Çıplak ayakları soğuk taş zemine her bastığında, bir şey hatırlanıyor gibiydi.
Omuzları dik.
Gözlerinde yorgun ama keskin bir parıltı.
Atlas onu sessizce takip etti.
Eliah yoktu. June sessizdi.
Tobias kitaplarına gömülmüş, başını zar zor kaldırdı.
Masadaki herkes bir an için başlarını kaldırıp Aren’e baktı.
Sanki hâlâ hayatta olduğunu görmek için.
Ve o yürüdü…
Direkt masanın ucundaki sandalyeye.
Kimse konuşmadı.
Çatal bıçak sesleri bile yoktu.
Sadece kalp atışları.
Ve fısıltıya benzeyen bir şey.
"Kurtulmanın tek yolu..."
Aren’in sesi, ince bir cam gibi odanın ortasında titredi.
"...hatırlamak."
June gözlerini kısıp fısıldadı:
"Hatırlamak mı? Peki ya hatırlarsak... ne olacağını bilmiyoruz."
Aren, onunla göz göze geldi.
Bakışı buz gibi bir kesinlikle doluydu.
Sesi bir çıtırtı gibi ama netti:
"Bizi unutturmak için inşa edilmiş bu yer. Her oda, her çığlık, her mezar... Anılarımızı gömmek için. Ama biz gömülmeyi reddedeceğiz."
Tobias başını eğdi.
Parmakları, masasındaki eski bir kitabın kenarını sımsıkı kavramıştı.
"Aren… Bazı şeyleri hatırlarsak… geri dönemeyebiliriz."
"Zaten dönecek bir yerimiz kalmadı Tobias," dedi Atlas.
Masaya bir sessizlik daha çöktü.
Ama bu defa korkudan değil.
Bu defa karar sessizliğiydi bu.
Aren yumruğunu hafifçe masaya koydu.
Yüzünde ilk kez geceyi aydınlatan bir parıltı vardı.
"Camille öldü."
"Eliah bizi uyandırmak için kendini feda etti."
"Luca... bu evin parçası bile değildi."
June’in yüzü bembeyaz kesildi.
Raya kafasını çevirdi.
Tobias hâlâ sessizdi.
Aren devam etti:
"Unutmak... bizi bu hâle getirdi. Hatırlamak, cehennem gibi bir şey olabilir. Ama cehennemin içinden geçmeden cennet çıkmaz."
Atlas ona baktı.
Bir an için, çocuklukları geldi gözünün önüne.
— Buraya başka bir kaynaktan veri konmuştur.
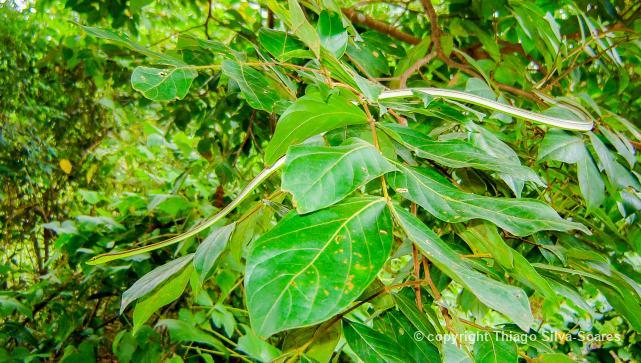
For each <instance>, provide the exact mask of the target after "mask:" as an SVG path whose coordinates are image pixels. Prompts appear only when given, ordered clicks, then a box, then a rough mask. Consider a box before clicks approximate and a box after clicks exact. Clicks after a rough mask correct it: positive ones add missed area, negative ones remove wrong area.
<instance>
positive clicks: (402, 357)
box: [343, 322, 413, 363]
Kumsalda, dizlerine kadar çamur içinde, babalarının bağırışları ardında kalmış… o iki çocuk.
Ve şimdi?
İkisinden biri mezardan çıkmış gibiydi.
Tobias sonunda başını kaldırdı.
"O zaman... senin odanı açmamız gerek."
Aren yutkundu.
"Evet."
June gözlerini devirdi.
"Geceden sonra mı gerçekten, buna hazır mıyız?"
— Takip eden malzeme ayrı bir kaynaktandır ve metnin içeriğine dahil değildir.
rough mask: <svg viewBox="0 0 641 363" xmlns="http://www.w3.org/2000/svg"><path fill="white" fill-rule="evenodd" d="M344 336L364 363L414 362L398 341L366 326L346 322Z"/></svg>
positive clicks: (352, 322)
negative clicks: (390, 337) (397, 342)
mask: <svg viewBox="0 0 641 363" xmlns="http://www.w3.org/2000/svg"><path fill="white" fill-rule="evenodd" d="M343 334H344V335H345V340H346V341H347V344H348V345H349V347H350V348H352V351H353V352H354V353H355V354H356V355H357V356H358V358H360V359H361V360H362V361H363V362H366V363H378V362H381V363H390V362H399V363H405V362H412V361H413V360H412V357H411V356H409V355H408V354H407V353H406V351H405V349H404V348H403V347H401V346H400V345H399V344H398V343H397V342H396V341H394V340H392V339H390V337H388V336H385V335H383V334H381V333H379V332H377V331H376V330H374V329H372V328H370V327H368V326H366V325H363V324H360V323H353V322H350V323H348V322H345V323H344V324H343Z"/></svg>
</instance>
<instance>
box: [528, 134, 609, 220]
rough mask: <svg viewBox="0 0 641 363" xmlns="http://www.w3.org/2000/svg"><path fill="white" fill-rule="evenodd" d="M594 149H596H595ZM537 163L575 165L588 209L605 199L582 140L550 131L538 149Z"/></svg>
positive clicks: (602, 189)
Aren’in gözleri ona döndü.
"Hazır olmak gerekmiyor. Ya hatırlarız ya da hepimiz unutarak ölürüz."
O anda, evin derinliklerinden yine bir ses geldi.
Uğultu gibi.
Fısıltı gibi.
Bir kapı daha açılıyordu.
Ama bu kez kimse yerinden kalkmadı.
Önce göz göze geldiler.
Sonra karar verildi.
Hatırlanacak. Ne pahasına olursa olsun.